5. …一方の締約国内において企業に代わって行動する者(が)、そのように行動するに当たって、反復して契約を締結し、又は当該企業により重要な修正がなされることなく日常的に締結される契約のために、反復して主要な役割を果たしている場合において、これらの契約がa)からc)までの規定のいずれかに該当する場合には、当該企業は、その者が当該企業のために行う全ての活動について、当該一方の締約国内に恒久的施設を有するものとする。…
a)当該企業の名において締結される契約
b)当該企業が所有し、又は企業が使用の権利を有している財産について、その所有権を移転し、又は使用の権利を与えるための契約
c)当該企業による役務の提供のための契約

6. 5の規定は、一方の締約国内において他方の締約国の企業に代わって行動する者が、当該一方の契約国内において独立の代理人(independent agent)として事業を行う場合において、当該企業のために通常の方法で当該事業を行うときは、適用しない。ただし、その者が、専ら又は主として一又は二以上の自己と密接に関連する企業に代わって行動する場合には、当該企業について本6の規定に定める独立の代理人とはされない。

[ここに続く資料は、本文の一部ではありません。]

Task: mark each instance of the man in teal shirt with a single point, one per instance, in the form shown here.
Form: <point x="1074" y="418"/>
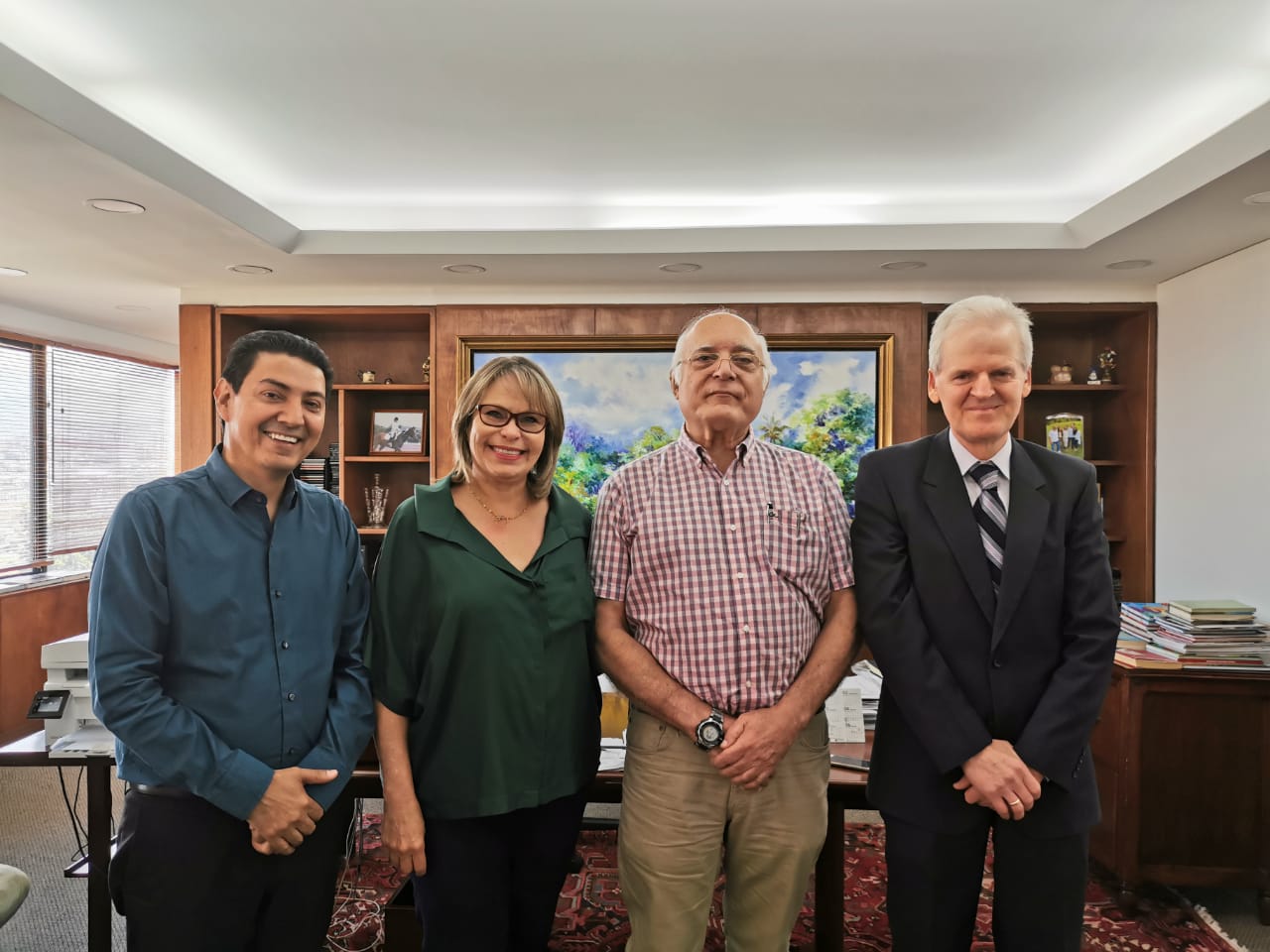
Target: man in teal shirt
<point x="226" y="613"/>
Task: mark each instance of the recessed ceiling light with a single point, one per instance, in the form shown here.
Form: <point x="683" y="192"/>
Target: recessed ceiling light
<point x="116" y="206"/>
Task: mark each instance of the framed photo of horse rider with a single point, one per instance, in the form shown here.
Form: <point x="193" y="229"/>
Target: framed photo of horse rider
<point x="398" y="431"/>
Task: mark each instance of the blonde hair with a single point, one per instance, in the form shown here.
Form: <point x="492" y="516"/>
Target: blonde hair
<point x="541" y="397"/>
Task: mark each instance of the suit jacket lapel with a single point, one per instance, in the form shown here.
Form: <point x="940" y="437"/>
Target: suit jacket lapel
<point x="951" y="507"/>
<point x="1025" y="529"/>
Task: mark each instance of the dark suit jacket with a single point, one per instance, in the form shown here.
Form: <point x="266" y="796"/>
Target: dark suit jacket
<point x="959" y="670"/>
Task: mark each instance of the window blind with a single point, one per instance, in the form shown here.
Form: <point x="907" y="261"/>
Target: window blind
<point x="18" y="498"/>
<point x="111" y="426"/>
<point x="76" y="431"/>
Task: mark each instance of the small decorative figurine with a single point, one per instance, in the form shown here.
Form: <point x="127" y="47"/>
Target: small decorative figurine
<point x="376" y="504"/>
<point x="1106" y="365"/>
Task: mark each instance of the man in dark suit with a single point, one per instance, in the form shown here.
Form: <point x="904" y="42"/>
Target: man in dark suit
<point x="985" y="597"/>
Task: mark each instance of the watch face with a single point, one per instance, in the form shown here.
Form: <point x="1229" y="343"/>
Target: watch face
<point x="708" y="734"/>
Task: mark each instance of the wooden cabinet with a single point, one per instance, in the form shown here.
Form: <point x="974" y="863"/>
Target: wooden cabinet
<point x="362" y="463"/>
<point x="394" y="341"/>
<point x="1184" y="774"/>
<point x="1119" y="417"/>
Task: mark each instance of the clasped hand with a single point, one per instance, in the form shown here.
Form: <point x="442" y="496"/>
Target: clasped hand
<point x="998" y="779"/>
<point x="286" y="812"/>
<point x="752" y="747"/>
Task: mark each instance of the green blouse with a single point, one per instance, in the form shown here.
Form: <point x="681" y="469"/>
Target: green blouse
<point x="492" y="666"/>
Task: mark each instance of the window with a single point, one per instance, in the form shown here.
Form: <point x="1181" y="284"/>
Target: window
<point x="76" y="431"/>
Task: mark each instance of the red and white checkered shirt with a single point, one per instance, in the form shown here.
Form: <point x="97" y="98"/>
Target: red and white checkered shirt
<point x="725" y="575"/>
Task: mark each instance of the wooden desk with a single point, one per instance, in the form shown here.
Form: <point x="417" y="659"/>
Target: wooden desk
<point x="846" y="792"/>
<point x="30" y="752"/>
<point x="1184" y="774"/>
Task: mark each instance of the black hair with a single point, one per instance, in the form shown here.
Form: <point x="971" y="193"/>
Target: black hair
<point x="241" y="357"/>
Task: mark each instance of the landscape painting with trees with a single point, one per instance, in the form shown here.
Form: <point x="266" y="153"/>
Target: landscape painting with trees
<point x="619" y="407"/>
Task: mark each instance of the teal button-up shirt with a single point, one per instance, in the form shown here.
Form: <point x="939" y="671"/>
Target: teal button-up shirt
<point x="490" y="665"/>
<point x="223" y="647"/>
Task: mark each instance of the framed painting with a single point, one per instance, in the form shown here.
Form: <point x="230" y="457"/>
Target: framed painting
<point x="829" y="397"/>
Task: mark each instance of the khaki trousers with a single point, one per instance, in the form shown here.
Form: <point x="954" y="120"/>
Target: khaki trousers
<point x="679" y="812"/>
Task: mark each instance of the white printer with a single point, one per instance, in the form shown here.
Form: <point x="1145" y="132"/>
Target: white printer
<point x="66" y="667"/>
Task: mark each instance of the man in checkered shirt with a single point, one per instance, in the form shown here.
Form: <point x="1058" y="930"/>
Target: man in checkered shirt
<point x="721" y="566"/>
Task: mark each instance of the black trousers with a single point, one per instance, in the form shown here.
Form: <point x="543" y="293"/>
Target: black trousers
<point x="933" y="888"/>
<point x="493" y="881"/>
<point x="186" y="878"/>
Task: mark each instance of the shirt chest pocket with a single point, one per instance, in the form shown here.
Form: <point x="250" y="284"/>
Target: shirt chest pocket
<point x="794" y="540"/>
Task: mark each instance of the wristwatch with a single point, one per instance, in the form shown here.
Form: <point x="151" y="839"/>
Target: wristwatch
<point x="710" y="730"/>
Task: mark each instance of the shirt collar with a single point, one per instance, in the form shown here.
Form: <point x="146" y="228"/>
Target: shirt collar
<point x="231" y="488"/>
<point x="966" y="461"/>
<point x="699" y="453"/>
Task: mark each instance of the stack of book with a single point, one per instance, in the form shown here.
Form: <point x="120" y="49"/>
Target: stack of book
<point x="1214" y="635"/>
<point x="1134" y="648"/>
<point x="313" y="470"/>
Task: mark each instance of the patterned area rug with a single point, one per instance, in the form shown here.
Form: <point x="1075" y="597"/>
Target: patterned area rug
<point x="590" y="916"/>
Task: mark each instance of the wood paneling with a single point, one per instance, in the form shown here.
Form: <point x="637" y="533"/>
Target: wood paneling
<point x="30" y="620"/>
<point x="197" y="377"/>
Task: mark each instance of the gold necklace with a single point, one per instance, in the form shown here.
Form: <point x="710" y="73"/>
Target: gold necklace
<point x="497" y="517"/>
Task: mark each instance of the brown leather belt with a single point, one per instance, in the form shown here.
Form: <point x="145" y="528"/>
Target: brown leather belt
<point x="153" y="789"/>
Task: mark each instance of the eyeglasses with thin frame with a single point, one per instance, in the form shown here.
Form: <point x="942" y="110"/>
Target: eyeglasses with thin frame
<point x="495" y="416"/>
<point x="708" y="361"/>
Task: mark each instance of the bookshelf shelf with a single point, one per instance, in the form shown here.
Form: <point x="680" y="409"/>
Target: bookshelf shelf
<point x="390" y="458"/>
<point x="1078" y="388"/>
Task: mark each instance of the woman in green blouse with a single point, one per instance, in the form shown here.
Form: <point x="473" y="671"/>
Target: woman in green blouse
<point x="488" y="710"/>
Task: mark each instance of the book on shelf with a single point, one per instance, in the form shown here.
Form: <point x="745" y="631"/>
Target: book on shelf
<point x="1146" y="660"/>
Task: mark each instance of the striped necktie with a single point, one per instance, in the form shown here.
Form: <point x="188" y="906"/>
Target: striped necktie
<point x="991" y="515"/>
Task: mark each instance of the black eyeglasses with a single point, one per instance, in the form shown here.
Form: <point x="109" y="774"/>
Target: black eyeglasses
<point x="495" y="416"/>
<point x="706" y="361"/>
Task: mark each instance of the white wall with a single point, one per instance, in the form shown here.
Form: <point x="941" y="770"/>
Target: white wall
<point x="1213" y="431"/>
<point x="62" y="330"/>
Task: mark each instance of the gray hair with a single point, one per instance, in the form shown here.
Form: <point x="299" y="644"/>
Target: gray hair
<point x="763" y="356"/>
<point x="980" y="308"/>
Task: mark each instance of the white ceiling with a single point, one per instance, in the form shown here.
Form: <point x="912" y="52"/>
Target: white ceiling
<point x="572" y="146"/>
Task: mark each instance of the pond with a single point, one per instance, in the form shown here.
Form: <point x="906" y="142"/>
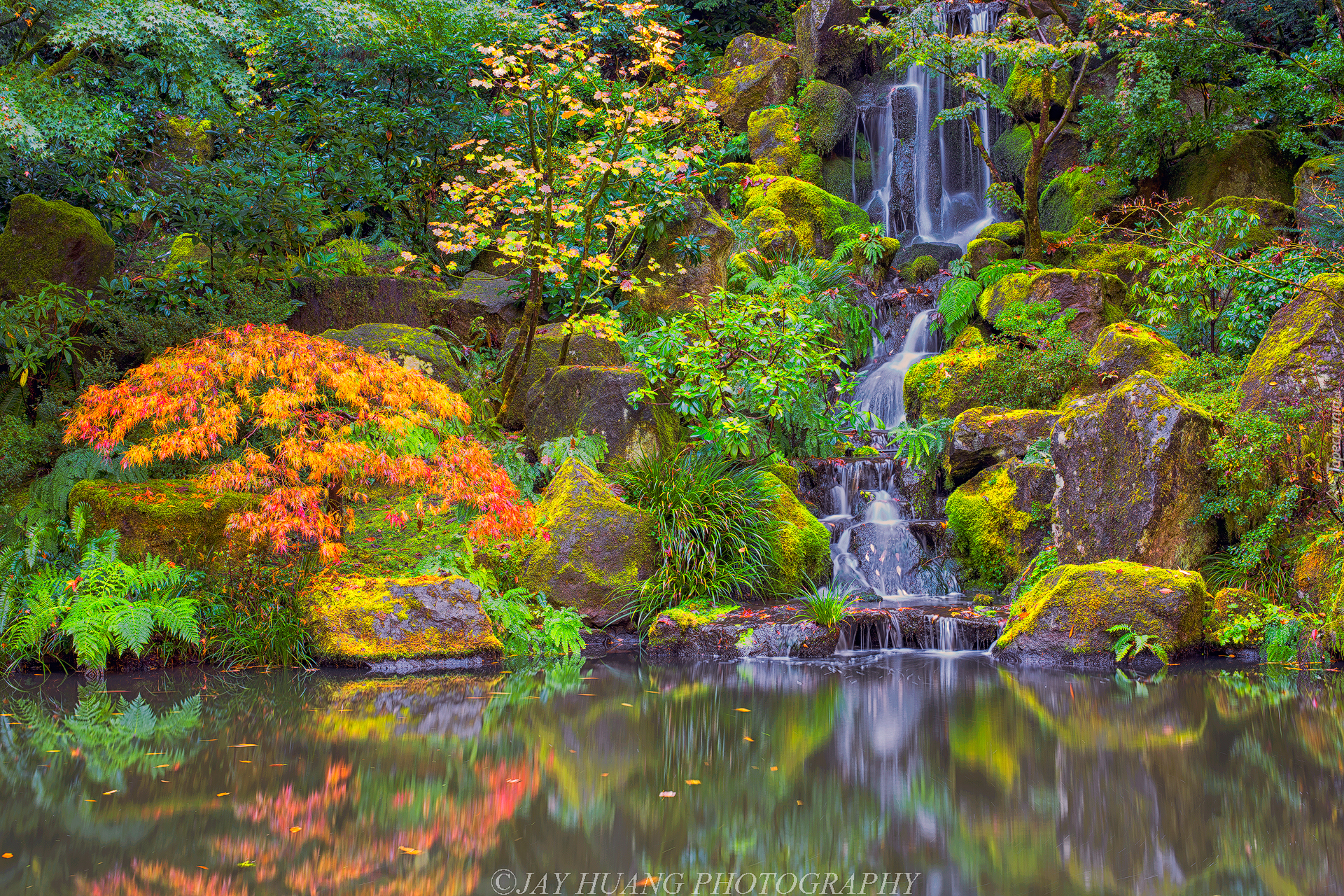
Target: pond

もともとの要件である「a)当該企業の名において」に加えて、「b)当該企業が所有し、又は企業が使用の権利を有している財産について、その所有権を移転し、又は使用の権利を与えるため」、「 c)当該企業による役務の提供のため」に契約を締結する場合も、代理人PEに該当することとされた。

この改正により、上記の2015年BEPS最終報告書で指摘された「代理人PE規定を回避できる3つの方法」は、それぞれ以下の通り取り扱われることになった。(文献②P.8-9)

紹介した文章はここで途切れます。